Therefore, the balance between the different pro-survival and pro-apoptotic BCL-2 family members and the interactions between them dictate cellular outcome. Once activated, the effector proteins BAX and BAK oligomerize to form pores in the outer mitochondrial membrane leading to MOMP , which is considered the point of no return in apoptosis signaling [20,21]. While BAK is already located at the mitochondrial outer membrane in unstressed cells, BAX translocates from the cytosol to the mitochondrial membrane in response to stresses that induce apoptosis [22,23]. Following MOMP, the formation of the apoptosome, comprising cytochrome c, APAF-1 and dATP, leads to the recruitment and activation of the initiator caspase, caspase-9, which then unleashes the downstream executioner caspases, caspase-3, -6, -7, that dismantle the cell in an orderly manner.

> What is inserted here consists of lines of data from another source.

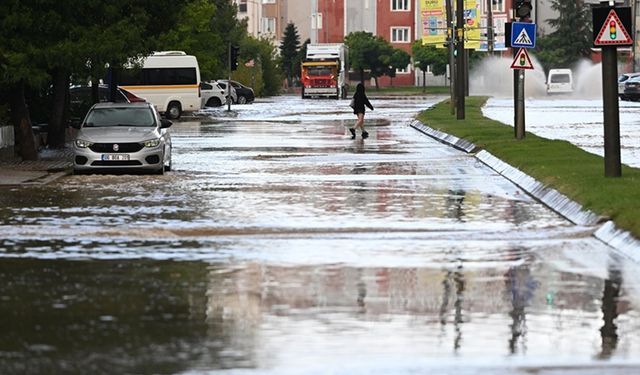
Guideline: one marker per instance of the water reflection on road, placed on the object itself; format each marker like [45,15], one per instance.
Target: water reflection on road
[278,245]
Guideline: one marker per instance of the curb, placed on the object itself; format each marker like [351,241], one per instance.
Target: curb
[607,232]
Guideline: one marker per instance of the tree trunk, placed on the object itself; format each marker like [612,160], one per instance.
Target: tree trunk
[424,81]
[25,143]
[59,114]
[95,94]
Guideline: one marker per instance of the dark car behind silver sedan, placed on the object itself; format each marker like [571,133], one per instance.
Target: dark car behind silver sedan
[632,89]
[123,136]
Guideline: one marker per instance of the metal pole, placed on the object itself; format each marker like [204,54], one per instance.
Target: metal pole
[229,79]
[490,26]
[460,115]
[612,166]
[519,128]
[450,45]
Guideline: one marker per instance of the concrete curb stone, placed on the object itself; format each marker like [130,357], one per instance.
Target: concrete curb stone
[607,232]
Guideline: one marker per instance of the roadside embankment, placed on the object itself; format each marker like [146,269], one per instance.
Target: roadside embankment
[561,175]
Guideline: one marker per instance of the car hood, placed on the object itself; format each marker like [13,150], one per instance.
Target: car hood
[121,134]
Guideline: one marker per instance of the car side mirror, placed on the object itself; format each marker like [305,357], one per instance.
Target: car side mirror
[75,123]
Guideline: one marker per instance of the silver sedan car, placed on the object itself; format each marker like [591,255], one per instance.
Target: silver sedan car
[116,136]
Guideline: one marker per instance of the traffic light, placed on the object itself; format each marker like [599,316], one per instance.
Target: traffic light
[234,57]
[523,9]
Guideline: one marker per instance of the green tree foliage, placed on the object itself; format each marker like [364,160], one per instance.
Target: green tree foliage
[369,52]
[571,38]
[362,51]
[289,48]
[429,57]
[400,59]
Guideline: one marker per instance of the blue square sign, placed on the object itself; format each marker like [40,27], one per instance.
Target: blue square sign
[523,35]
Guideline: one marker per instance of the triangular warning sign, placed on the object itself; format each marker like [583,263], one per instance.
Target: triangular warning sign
[523,39]
[522,60]
[613,32]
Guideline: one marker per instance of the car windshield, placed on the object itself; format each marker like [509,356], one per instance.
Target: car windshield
[119,116]
[560,78]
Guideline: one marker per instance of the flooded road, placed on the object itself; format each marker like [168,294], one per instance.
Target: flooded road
[278,245]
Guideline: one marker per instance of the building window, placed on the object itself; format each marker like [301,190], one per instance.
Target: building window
[316,21]
[400,5]
[406,70]
[268,25]
[400,35]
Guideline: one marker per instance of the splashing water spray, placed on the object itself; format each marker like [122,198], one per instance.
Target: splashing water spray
[493,76]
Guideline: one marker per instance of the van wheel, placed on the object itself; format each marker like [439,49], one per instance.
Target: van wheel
[214,102]
[173,111]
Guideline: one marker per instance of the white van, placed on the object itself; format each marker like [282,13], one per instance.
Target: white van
[559,81]
[170,80]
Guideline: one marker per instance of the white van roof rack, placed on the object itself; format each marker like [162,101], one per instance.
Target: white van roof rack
[170,53]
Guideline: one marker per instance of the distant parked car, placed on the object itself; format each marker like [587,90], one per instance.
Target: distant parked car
[632,89]
[81,99]
[212,94]
[622,79]
[223,86]
[559,81]
[244,93]
[115,136]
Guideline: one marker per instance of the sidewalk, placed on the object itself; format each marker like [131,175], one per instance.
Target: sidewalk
[52,164]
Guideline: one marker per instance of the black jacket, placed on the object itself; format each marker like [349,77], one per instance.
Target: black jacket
[359,102]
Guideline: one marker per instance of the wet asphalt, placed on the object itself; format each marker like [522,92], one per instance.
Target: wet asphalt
[278,245]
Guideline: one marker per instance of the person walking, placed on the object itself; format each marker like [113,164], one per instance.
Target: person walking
[359,101]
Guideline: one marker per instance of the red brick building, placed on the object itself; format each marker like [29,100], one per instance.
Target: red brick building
[394,20]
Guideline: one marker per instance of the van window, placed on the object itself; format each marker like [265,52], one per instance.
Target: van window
[159,76]
[560,78]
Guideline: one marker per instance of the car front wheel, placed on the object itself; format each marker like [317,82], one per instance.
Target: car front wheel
[214,102]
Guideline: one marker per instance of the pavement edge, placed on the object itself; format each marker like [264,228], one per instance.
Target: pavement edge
[607,232]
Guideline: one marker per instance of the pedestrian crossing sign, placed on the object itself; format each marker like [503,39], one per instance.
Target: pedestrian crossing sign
[613,32]
[522,60]
[523,34]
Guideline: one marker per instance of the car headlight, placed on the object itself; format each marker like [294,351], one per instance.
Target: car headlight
[152,143]
[83,144]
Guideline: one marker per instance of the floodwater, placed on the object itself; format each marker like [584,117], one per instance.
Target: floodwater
[575,117]
[280,246]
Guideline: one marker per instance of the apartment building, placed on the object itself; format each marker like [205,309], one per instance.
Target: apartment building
[268,18]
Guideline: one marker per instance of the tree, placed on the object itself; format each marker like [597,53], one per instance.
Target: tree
[289,49]
[429,57]
[399,60]
[362,51]
[571,38]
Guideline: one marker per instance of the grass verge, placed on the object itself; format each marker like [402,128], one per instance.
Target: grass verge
[408,90]
[558,164]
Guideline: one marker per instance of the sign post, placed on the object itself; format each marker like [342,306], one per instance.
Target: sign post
[610,27]
[523,35]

BCR-ABL1 modulation of BCL-2 family members
As mentioned above, the extreme resistance to apoptosis conferred by the expression of BCR-ABL1 is largely due to its multi-layered modulation of BCL-2 family members [2,4–8]. BCR-ABL1 was shown to up-regulate the expression of the anti-apoptotic members BCL-2, BCL-XL, MCL-1 and A1 [6,10,24,25]. BCL-XL and MCL-1 up-regulation occurs downstream of the activation of STAT5 [10,26,27], whereas BCL-2 appears to rely on Ras pathway  and A1 is associated with NFκB activation . Although overexpression of BCL-2 or BCL-XL was shown to confer resistance to imatinib , not a single anti-apoptotic member of the BCL-2 family seems to account for the extraordinary resistant phenotype observed in CML cells .

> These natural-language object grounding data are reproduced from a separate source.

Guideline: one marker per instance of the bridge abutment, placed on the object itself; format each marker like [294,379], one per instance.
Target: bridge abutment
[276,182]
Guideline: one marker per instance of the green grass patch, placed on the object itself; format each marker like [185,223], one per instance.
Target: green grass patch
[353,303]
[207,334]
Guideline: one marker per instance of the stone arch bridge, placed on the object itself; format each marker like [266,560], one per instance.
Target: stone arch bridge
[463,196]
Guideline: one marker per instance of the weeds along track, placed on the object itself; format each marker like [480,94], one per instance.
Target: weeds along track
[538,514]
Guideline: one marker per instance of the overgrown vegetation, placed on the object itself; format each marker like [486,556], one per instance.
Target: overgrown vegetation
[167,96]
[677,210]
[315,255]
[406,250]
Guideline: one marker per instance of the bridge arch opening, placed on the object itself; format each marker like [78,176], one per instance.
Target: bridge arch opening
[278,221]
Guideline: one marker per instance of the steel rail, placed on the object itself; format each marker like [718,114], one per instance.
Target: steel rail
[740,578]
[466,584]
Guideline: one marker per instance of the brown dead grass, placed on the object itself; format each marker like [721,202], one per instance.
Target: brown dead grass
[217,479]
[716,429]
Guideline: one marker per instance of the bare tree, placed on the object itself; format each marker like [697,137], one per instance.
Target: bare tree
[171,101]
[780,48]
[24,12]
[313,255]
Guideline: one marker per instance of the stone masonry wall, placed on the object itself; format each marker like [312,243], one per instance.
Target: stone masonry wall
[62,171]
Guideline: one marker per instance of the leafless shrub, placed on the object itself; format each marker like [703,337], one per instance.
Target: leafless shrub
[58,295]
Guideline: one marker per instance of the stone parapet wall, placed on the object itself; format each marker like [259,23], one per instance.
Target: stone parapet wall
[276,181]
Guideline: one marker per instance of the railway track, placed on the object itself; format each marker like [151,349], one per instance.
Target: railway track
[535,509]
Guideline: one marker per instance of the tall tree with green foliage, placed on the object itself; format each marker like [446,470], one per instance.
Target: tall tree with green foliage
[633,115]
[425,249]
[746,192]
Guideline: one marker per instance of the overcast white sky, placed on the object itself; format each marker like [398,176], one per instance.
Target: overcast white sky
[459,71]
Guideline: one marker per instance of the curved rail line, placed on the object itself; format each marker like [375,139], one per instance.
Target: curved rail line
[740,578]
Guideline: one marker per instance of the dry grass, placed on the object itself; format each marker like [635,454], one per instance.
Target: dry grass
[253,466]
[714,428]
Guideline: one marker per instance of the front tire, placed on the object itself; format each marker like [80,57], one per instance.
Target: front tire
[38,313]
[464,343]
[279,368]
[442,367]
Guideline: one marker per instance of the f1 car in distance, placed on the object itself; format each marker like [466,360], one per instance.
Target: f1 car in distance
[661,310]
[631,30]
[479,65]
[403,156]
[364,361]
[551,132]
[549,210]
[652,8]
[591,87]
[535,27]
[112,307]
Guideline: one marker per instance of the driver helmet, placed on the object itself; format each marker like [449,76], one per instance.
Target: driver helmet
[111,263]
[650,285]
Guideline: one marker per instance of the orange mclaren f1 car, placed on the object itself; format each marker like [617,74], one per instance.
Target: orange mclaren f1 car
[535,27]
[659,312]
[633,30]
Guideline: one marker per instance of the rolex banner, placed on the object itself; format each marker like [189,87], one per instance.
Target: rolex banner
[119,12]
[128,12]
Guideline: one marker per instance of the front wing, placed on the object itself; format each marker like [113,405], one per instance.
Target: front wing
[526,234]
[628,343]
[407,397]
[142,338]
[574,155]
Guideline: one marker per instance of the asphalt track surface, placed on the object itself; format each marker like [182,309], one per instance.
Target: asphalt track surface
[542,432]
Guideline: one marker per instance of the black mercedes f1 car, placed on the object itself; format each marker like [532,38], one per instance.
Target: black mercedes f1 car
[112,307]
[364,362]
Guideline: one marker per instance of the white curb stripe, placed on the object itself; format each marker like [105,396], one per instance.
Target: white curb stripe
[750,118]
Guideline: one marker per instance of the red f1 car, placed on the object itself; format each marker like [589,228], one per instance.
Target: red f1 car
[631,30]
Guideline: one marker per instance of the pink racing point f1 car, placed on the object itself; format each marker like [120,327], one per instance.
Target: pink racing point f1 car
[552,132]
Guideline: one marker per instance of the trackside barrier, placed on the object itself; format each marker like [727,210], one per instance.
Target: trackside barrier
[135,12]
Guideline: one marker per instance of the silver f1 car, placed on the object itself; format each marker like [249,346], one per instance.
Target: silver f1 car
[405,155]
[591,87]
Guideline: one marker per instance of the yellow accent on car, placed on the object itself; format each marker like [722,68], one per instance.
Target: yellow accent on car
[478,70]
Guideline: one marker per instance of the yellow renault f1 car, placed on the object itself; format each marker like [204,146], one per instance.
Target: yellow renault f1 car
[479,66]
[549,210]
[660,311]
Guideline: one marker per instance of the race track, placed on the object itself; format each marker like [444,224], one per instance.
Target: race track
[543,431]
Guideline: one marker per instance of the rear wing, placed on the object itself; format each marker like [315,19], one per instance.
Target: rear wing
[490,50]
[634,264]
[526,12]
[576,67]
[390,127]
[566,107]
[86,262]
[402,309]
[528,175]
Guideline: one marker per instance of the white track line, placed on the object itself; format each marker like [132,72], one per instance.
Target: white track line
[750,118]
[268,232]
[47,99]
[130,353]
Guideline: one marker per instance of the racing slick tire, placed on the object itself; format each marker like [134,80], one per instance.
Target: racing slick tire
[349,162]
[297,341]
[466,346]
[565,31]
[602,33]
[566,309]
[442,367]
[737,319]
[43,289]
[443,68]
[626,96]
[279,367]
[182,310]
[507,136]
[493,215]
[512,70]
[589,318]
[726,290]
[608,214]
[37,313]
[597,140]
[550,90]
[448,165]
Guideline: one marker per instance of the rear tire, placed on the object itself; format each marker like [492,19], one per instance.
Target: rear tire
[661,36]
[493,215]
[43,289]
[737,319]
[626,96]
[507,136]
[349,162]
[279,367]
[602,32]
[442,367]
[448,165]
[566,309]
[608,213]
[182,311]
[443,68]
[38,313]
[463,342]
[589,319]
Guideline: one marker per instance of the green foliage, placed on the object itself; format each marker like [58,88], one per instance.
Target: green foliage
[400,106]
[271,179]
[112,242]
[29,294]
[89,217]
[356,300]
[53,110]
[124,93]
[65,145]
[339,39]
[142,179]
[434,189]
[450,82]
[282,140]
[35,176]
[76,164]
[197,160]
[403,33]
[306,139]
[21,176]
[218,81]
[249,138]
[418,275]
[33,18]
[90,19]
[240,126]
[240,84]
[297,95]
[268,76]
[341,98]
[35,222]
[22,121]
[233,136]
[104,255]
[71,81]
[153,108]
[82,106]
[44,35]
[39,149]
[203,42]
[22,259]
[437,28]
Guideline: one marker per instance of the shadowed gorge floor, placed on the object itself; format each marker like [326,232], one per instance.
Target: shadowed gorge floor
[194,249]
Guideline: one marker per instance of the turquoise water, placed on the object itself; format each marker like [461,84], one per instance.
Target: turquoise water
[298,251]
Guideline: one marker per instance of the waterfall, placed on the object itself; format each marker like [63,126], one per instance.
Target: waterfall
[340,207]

BCR-ABL1 also modulates pro-apoptotic BH3-only members of the Bcl-2 family, particularly BIM, BAD and BMF [31–34]. BCR-ABL1 was shown to interfere with the expression of BIM and BMF and post-translationally regulate BIM and BAD [32,33]. Whereas BMF seems to play a minor role on the BCR-ABL1-mediated resistance to apoptosis, BIM and BAD appears to cooperate and fully account for the anti-apoptotic phenotype, at least against TKIs, since imatinib does not induced apoptosis in BCR-ABL1-transformed bim−/−bad−/− cell lines . Whether these double-knockout cells are also resistant to the full spectrum of chemotherapeutic drugs remains elusive. Interestingly enough, it was recently shown that BCR-ABL1 mediates the formation of a HSP70/BIM complex in a kinase-independent way [35,36]. This complex apparently contributes to BCR-ABL1-driven leukemogenesis via the stabilization and consequence up-regulation of AKT and eIF4E protein levels and inactivation of BAK . Finally, BIM was shown to be epigenetically downmodulated in a set of patients that showed decreased cytogenetic and molecular responses to imatinib . This observation indicates that combinations of TKIs and demethylating agents could improve the response of certain BIM-deficient patients.
BCR-ABL1 tyrosine kinase inhibitors
The constitutive activity of the BCR-ABL1 oncoprotein is the trigger to the signaling cascades responsible for the extreme resistance to apoptosis found in CML cells. This understanding guided scientists to the design of specific TKIs that could stop this primary oncogenic signal and be used in clinic to treat CML patients. In short, TKIs are small molecules capable of interacting with BCR-ABL1 tyrosine kinase at the adenosine triphosphate (ATP) pocket, thereby obstructing its enzymatic activity [38,39].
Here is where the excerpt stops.